Studio album by Jamie Walters
- Released: June 24, 1997
- Studio: Tyrell Studios, Capitol Studios and A&M Studios (Hollywood, California); Image Recording Studios (Los Angeles, California);
- Length: 46:42
- Label: Atlantic
- Producer: Steve Tyrell

Jamie Walters chronology
| Jamie Walters (1994) | Ride (1997) | Believed (2002) |

= Ride (Jamie Walters album) =

Ride is the second album by the American pop singer-songwriter, actor Jamie Walters.
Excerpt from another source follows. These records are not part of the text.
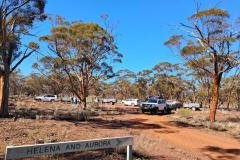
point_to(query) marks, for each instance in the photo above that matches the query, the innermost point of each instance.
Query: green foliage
(175, 40)
(213, 12)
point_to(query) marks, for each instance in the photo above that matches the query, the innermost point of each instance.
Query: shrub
(183, 112)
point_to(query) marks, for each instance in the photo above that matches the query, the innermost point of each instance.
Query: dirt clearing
(155, 136)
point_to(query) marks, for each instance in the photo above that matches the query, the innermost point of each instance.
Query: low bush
(183, 112)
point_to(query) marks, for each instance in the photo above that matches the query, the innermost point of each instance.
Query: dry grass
(226, 121)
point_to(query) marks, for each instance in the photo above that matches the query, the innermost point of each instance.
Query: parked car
(131, 102)
(46, 98)
(66, 99)
(155, 106)
(193, 106)
(109, 100)
(173, 104)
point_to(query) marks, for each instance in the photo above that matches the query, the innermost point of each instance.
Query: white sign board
(14, 152)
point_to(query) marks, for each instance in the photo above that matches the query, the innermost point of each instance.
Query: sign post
(14, 152)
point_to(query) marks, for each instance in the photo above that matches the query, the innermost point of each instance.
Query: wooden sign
(14, 152)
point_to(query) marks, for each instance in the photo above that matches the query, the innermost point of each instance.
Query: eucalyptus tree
(85, 52)
(209, 43)
(16, 19)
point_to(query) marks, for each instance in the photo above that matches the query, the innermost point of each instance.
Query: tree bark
(214, 98)
(4, 94)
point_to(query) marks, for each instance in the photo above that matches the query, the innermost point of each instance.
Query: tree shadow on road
(221, 153)
(183, 124)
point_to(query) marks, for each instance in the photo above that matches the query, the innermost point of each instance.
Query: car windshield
(152, 101)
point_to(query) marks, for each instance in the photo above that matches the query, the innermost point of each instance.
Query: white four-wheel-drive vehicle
(46, 98)
(130, 102)
(154, 106)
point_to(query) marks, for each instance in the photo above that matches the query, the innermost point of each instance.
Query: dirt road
(198, 143)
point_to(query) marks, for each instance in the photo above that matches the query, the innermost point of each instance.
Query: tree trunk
(214, 97)
(4, 94)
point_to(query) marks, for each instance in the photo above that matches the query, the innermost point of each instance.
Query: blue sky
(142, 26)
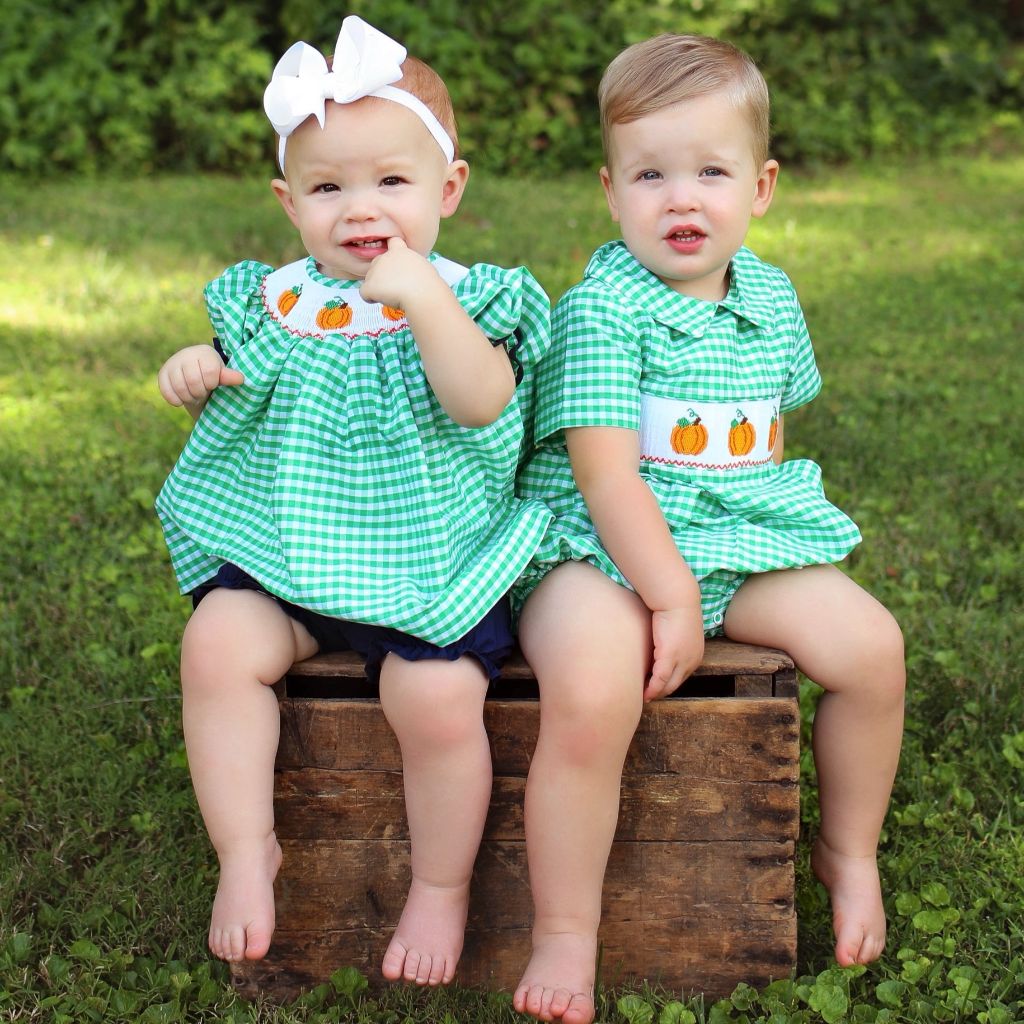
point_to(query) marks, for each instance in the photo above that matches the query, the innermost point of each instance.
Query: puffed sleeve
(804, 381)
(511, 308)
(235, 304)
(592, 376)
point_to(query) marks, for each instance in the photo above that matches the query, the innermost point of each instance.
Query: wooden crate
(699, 889)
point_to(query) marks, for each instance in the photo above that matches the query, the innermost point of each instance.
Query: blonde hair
(664, 71)
(420, 80)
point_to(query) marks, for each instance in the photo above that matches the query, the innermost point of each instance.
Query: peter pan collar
(613, 264)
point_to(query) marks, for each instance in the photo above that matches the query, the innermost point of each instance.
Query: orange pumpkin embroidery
(741, 434)
(689, 436)
(287, 299)
(334, 314)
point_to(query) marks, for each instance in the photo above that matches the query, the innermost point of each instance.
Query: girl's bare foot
(427, 943)
(243, 916)
(559, 979)
(858, 916)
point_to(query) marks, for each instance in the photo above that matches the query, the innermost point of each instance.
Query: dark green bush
(136, 84)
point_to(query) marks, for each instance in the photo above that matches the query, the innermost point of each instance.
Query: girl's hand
(189, 376)
(399, 276)
(678, 636)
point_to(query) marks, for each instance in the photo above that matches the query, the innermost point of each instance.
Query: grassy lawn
(912, 280)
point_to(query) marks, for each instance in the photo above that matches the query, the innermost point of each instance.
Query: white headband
(366, 62)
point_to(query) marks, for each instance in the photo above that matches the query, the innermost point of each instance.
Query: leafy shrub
(134, 84)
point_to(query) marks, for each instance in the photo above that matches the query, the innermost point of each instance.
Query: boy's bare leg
(436, 711)
(237, 644)
(589, 643)
(851, 646)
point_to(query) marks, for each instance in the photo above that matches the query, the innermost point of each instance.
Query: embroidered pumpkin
(287, 299)
(689, 436)
(334, 314)
(741, 435)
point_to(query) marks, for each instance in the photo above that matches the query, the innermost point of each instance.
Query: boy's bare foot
(559, 979)
(243, 909)
(427, 943)
(858, 916)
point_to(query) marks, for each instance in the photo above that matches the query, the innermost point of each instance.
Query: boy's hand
(398, 276)
(188, 376)
(678, 636)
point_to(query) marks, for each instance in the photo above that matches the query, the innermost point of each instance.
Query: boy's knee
(592, 716)
(884, 652)
(437, 704)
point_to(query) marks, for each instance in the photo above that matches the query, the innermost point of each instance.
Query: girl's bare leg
(436, 711)
(851, 646)
(589, 642)
(237, 644)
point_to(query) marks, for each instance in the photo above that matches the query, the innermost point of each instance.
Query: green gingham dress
(704, 384)
(334, 477)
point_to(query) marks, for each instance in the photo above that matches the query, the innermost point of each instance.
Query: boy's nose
(683, 197)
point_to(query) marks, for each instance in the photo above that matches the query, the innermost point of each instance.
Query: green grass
(912, 280)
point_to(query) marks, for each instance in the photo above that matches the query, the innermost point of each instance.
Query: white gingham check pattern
(622, 332)
(334, 477)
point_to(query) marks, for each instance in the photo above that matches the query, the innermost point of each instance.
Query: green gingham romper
(334, 477)
(704, 384)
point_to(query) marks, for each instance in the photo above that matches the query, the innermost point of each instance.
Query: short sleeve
(592, 375)
(804, 381)
(235, 304)
(511, 308)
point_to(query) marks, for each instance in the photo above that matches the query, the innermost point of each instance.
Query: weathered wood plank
(314, 804)
(349, 884)
(693, 951)
(728, 738)
(699, 888)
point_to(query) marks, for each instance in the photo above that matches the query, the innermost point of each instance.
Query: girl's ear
(764, 188)
(284, 194)
(609, 193)
(454, 185)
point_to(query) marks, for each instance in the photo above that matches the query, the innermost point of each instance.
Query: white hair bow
(366, 62)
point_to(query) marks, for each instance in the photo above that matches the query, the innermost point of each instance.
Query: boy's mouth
(366, 248)
(685, 235)
(686, 239)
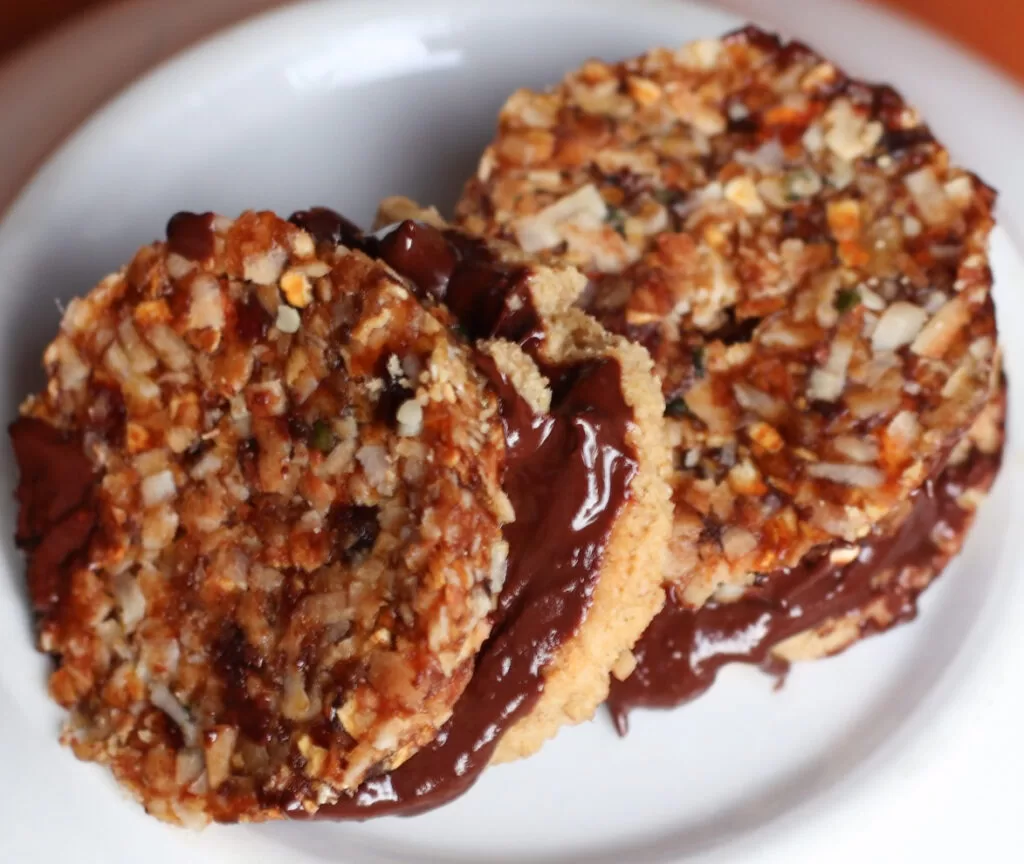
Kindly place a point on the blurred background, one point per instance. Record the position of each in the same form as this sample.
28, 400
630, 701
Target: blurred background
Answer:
990, 28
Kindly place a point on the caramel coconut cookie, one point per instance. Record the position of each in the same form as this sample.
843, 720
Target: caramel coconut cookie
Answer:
586, 473
807, 267
836, 596
260, 499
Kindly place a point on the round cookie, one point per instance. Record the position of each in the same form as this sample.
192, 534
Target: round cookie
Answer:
586, 474
260, 498
804, 262
627, 594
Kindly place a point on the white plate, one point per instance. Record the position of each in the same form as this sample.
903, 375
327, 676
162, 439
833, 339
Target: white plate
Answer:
344, 102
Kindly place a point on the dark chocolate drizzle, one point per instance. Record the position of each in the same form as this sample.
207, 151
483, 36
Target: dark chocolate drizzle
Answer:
567, 473
56, 519
190, 235
681, 652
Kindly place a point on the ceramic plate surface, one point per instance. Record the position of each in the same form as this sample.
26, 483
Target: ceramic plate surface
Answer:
341, 103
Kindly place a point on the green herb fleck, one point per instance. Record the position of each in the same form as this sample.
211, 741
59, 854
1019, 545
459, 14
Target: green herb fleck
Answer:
847, 299
616, 218
698, 361
677, 407
322, 438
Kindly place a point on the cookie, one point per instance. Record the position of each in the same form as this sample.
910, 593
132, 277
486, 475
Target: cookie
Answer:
261, 503
809, 270
803, 260
586, 474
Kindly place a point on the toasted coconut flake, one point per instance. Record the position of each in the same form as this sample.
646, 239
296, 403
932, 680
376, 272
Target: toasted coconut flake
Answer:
942, 330
898, 326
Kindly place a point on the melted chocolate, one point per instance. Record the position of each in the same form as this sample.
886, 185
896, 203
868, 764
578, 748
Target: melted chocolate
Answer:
56, 520
190, 235
488, 297
327, 226
567, 473
683, 649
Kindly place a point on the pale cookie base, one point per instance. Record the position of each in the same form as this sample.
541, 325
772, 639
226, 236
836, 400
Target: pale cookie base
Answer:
629, 592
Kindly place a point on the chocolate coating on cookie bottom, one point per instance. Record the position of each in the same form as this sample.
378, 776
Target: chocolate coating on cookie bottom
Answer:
679, 656
567, 474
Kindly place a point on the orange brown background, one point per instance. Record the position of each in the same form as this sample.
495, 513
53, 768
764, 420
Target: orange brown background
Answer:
992, 28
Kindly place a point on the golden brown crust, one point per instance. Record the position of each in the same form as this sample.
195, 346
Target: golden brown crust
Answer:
978, 458
300, 521
806, 265
629, 592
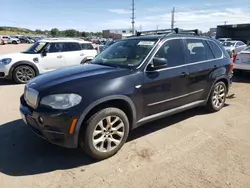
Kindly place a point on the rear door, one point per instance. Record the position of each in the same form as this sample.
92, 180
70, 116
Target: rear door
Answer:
166, 88
201, 62
73, 54
54, 58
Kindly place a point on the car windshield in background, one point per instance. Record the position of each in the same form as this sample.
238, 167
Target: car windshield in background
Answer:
35, 48
228, 43
125, 53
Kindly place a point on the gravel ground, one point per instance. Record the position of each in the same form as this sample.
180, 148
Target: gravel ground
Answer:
190, 149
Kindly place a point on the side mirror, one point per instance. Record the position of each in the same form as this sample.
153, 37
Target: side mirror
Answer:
158, 63
44, 52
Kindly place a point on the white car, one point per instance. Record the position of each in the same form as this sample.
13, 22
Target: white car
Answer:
242, 60
10, 40
44, 56
234, 47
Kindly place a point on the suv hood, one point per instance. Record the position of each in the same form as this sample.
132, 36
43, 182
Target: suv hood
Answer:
19, 55
81, 73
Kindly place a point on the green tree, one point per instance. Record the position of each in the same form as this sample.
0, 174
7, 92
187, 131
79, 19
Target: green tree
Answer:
83, 34
54, 32
70, 33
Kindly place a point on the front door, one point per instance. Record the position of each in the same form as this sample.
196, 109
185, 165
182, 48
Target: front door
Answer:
54, 58
166, 88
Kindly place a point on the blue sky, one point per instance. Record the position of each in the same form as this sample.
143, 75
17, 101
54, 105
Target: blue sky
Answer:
95, 15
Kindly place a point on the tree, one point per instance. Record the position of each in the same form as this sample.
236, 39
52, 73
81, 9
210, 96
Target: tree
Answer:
83, 34
70, 33
54, 32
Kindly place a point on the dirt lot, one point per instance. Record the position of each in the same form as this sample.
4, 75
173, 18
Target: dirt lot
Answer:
191, 149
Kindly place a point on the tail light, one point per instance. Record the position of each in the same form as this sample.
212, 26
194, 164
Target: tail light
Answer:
234, 58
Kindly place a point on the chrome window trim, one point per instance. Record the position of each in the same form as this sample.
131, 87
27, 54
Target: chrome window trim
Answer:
174, 98
187, 64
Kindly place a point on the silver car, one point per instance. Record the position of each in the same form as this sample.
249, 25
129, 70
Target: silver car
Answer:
242, 60
234, 47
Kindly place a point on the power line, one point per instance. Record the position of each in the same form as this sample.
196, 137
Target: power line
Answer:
133, 17
172, 21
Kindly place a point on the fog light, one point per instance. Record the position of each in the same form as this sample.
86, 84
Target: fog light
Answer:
40, 120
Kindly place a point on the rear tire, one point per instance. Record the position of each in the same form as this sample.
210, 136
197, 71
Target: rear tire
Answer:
23, 74
86, 61
105, 133
217, 97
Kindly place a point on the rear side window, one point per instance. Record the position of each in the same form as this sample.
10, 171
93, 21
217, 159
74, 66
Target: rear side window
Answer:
198, 50
71, 46
217, 51
87, 46
173, 52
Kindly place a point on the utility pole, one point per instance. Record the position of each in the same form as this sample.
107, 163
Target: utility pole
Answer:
133, 17
172, 21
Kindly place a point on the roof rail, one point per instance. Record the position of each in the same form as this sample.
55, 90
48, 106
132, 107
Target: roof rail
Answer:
159, 31
191, 31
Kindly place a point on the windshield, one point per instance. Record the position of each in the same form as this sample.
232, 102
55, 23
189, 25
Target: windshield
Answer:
36, 47
228, 43
125, 53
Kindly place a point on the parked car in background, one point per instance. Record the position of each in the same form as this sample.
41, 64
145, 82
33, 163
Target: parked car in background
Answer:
241, 60
3, 41
223, 40
25, 40
233, 47
134, 81
44, 56
11, 40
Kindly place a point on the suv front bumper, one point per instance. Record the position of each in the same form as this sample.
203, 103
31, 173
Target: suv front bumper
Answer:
55, 127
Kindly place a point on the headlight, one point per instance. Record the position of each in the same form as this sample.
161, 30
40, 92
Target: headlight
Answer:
61, 101
5, 61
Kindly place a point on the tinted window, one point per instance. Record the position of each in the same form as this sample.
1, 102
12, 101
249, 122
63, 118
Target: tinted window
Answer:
71, 46
173, 52
87, 46
217, 51
55, 47
198, 50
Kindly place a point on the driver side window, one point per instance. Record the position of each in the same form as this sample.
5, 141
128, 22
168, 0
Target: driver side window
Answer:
55, 47
173, 52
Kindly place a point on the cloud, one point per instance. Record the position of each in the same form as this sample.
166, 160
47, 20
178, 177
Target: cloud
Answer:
119, 11
202, 19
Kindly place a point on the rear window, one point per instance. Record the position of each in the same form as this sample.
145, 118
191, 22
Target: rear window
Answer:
198, 50
217, 51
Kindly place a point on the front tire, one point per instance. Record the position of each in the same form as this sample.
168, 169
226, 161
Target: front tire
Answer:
105, 133
217, 97
23, 74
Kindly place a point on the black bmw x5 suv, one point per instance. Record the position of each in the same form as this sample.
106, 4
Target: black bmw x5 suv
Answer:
134, 81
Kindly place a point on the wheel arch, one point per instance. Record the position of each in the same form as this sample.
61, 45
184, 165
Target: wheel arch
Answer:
222, 79
19, 63
119, 101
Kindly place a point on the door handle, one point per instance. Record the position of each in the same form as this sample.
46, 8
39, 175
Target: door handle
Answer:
184, 74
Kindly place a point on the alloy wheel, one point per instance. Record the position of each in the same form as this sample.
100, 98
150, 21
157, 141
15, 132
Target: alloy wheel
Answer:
108, 133
24, 74
219, 96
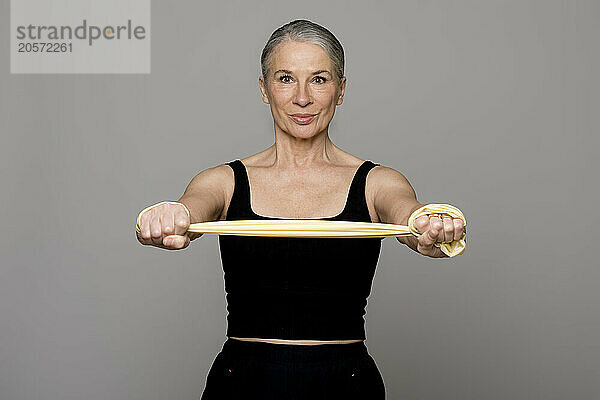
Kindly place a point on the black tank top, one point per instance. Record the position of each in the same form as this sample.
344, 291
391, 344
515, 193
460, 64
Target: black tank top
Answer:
298, 288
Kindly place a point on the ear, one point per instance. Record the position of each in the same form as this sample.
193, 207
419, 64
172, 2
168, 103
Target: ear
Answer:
263, 89
342, 91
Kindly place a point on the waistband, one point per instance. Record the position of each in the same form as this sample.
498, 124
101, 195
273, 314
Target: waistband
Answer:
276, 352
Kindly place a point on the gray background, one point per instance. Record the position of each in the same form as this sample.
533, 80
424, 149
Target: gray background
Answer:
491, 106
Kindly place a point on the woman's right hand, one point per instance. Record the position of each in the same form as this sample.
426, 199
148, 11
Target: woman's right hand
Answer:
165, 225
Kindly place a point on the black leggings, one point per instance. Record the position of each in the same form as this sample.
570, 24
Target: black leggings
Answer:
265, 371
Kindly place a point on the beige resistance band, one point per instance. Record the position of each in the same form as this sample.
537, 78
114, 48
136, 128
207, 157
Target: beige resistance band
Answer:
306, 228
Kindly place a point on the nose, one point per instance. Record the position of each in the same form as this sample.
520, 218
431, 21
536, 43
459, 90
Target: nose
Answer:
302, 95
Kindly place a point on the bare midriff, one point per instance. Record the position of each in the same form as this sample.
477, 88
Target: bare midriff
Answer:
301, 342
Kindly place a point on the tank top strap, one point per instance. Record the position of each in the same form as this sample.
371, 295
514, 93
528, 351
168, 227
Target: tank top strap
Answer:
357, 209
239, 206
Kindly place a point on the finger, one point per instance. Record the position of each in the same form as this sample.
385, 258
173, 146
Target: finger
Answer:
176, 241
428, 238
437, 224
422, 223
155, 229
426, 241
448, 234
182, 221
458, 228
145, 226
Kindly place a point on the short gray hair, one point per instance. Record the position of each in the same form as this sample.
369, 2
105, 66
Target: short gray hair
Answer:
304, 31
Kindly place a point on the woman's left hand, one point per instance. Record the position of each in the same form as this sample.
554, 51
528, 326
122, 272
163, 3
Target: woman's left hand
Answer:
437, 228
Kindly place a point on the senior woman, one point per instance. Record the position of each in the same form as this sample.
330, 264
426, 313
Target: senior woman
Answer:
295, 305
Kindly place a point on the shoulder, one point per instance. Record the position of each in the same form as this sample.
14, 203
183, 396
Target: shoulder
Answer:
384, 179
393, 197
213, 176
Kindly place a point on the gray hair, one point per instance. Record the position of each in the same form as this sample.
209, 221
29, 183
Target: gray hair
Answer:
304, 31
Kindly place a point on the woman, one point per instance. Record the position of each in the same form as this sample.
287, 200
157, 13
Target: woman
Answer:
296, 305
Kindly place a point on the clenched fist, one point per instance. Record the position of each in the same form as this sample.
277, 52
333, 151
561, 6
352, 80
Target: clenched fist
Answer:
165, 225
437, 228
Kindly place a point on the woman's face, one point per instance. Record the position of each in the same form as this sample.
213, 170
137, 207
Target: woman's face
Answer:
301, 80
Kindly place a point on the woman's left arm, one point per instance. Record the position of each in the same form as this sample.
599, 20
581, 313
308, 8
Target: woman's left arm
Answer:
395, 200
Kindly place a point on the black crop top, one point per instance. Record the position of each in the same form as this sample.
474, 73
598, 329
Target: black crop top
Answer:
298, 288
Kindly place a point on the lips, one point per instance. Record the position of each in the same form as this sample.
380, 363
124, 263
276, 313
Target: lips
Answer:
303, 119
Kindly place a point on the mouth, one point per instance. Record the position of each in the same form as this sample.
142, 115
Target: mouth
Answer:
303, 119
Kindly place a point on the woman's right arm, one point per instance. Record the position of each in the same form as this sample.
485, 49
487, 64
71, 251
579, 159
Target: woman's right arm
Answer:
165, 225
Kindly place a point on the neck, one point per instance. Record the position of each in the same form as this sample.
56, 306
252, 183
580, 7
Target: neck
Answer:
302, 153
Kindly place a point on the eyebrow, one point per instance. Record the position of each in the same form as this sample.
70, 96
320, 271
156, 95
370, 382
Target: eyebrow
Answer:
290, 72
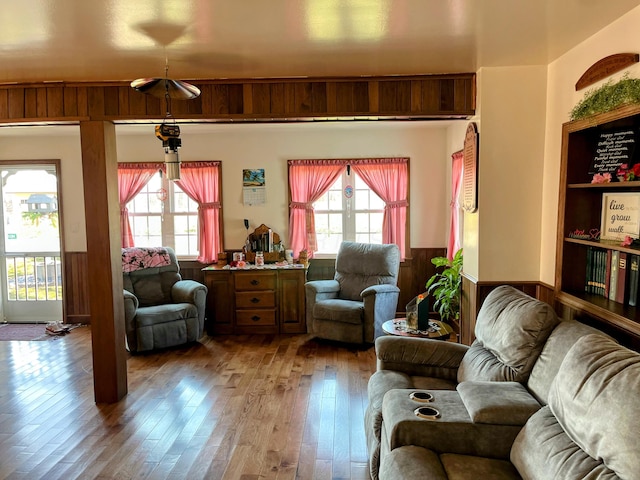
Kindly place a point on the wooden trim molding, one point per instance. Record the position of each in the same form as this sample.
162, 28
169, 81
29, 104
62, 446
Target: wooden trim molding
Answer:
271, 100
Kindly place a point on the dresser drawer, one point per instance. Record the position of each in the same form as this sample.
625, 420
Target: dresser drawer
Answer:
256, 281
256, 317
257, 299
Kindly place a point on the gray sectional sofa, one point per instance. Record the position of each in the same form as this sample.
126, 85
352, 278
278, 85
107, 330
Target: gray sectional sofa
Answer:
532, 397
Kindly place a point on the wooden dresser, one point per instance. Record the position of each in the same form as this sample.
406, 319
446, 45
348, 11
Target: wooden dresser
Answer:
258, 300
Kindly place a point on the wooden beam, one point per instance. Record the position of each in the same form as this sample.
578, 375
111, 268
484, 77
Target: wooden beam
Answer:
102, 213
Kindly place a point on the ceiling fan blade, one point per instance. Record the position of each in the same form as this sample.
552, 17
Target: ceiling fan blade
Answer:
160, 87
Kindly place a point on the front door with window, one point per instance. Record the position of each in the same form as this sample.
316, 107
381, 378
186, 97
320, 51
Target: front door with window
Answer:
31, 273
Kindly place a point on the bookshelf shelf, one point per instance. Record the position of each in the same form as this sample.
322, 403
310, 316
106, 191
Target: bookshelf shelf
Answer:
580, 209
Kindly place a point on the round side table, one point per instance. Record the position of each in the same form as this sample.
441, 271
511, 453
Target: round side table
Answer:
437, 330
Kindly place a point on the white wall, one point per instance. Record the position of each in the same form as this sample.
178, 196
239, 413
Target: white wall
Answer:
267, 146
619, 37
505, 231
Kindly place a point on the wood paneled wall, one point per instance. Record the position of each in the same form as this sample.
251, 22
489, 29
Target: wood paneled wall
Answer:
413, 275
421, 96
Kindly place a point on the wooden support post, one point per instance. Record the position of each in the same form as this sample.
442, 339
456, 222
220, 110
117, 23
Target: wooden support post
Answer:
102, 214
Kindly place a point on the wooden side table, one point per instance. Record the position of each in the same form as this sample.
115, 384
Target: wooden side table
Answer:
437, 330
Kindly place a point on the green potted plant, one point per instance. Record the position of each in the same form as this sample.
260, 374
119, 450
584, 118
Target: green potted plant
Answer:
445, 286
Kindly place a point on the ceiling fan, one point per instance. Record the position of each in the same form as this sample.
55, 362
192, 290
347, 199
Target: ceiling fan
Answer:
164, 33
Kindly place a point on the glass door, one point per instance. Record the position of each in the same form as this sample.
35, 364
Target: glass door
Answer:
31, 273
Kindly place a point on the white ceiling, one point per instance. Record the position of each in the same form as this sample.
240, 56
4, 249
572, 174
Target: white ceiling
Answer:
91, 40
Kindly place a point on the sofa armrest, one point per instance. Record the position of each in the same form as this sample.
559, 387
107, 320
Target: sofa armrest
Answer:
131, 304
420, 356
497, 403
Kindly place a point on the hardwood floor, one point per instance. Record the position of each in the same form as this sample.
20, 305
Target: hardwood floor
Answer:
229, 407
It was released on June 24, 1997, through Atlantic Records.

Professional ratings
Review scores
| Source | Rating |
| AllMusic | Star |

==Track listing==

| No. | Title | Writer(s) | Length |
|---|---|---|---|
| 1. | "Reckless" | Kevin Savigar; Stephanie Tyrell; Steve Tyrell; | 4:09 |
| 2. | "Fly On Sweet Angel" | Jamie Walters; Savigar; Tyrell; Tyrell; | 4:21 |
| 3. | "I'd Do Anything for You" | Walters; Savigar; Tyrell; Tyrell; | 4:21 |
| 4. | "Winona" | Matthew Sweet | 4:02 |
| 5. | "In Between" | Walters; Tyrell; | 3:59 |
| 6. | "The Other Side" | Walters; Savigar; | 4:23 |
| 7. | "Nobody But You" | Walters; Savigar; Tyrell; Tyrell; | 4:47 |
| 8. | "Long Way Down" | Walters; Michael Landau; Tyrell; Tyrell; | 4:10 |
| 9. | "Dog on a Chain" | Barry Coffing; Walters; Savigar; Tyrell; Tyrell; | 4:01 |
| 10. | "You" | Walters; Reb Beach; Tyrell; | 4:45 |
| 11. | "The Great Escape" | Walters | 3:38 |

== Personnel ==
- Jamie Walters – lead vocals, guitars (2–5, 10, 11), acoustic guitar (6)
- Mike Finnigan – Hammond B3 organ (1, 3, 4), backing vocals (5, 7, 10, 11)
- Kevin Savigar – Wurlitzer electric piano (1, 2, 7, 9), acoustic piano (3, 7), percussion programming (3, 6, 9), synthesizer programming (9)
- Jim Cox – Wurlitzer electric piano (5, 9, 10), Hammond B3 organ (6, 7), acoustic piano (10)
- Michael Landau – guitars, guitar solo (2, 4–6, 10, 11)
- John Pierce – bass (1)
- Leland Sklar – bass (2–11)
- Gary Mallaber – drums (1, 4, 5, 10, 11)
- Russ Kunkel – drums (2, 8, 9)
- Abe Laboriel Jr. – drums (3, 6, 7)
- Paul Buckmaster – string arrangements and conductor
- Zachary Throne – harmony vocals (1), backing vocals (2–4, 6, 8, 9)
- Alex Brown – backing vocals (1, 5, 7)
- Mortonette Jenkins – backing vocals (1, 5, 7)
- Marlena Jeter – backing vocals (1, 5, 7)
- Steve Tyrell – backing vocals (8)

=== Production ===
- Kevin Williamson – A&R
- Steve Tyrell – producer, engineer
- Gabe Veltri – engineer
- Jeffrey "Woody" Woodruff – engineer
- Lynn Fuston – additional engineer
- Christopher Harris – additional engineer
- Alan Hirshberg – additional engineer
- Michael C. Ross – additional engineer
- Chris Lord-Alge – mixing
- Doug Sax – mastering at The Mastering Lab (Hollywood, California)
- Andrea Forshee – album coordinator
- Stephanie Fink – production assistant
- Joe Fischer – production assistant
- Robbie McPherson – production assistant
- Thomas Bricker – art direction, design
- Tina Bilao – photography
- Jill Greenberg – inlay photography

== In popular culture ==
The song "Reckless" was performed by Walters on the season 6 episode of Beverly Hills, 90210 called "Ray of Hope" in 1996. Walters returned to the show later that year and performed the song "The Great Escape" on the episode "Lost in Las Vegas" from season 7.

== Tour ==
Walters toured the US and Europe in support of Ride. The performances consisted of only Walters and Zach Throne on acoustic guitars. There were also some dates in Europe with a full band.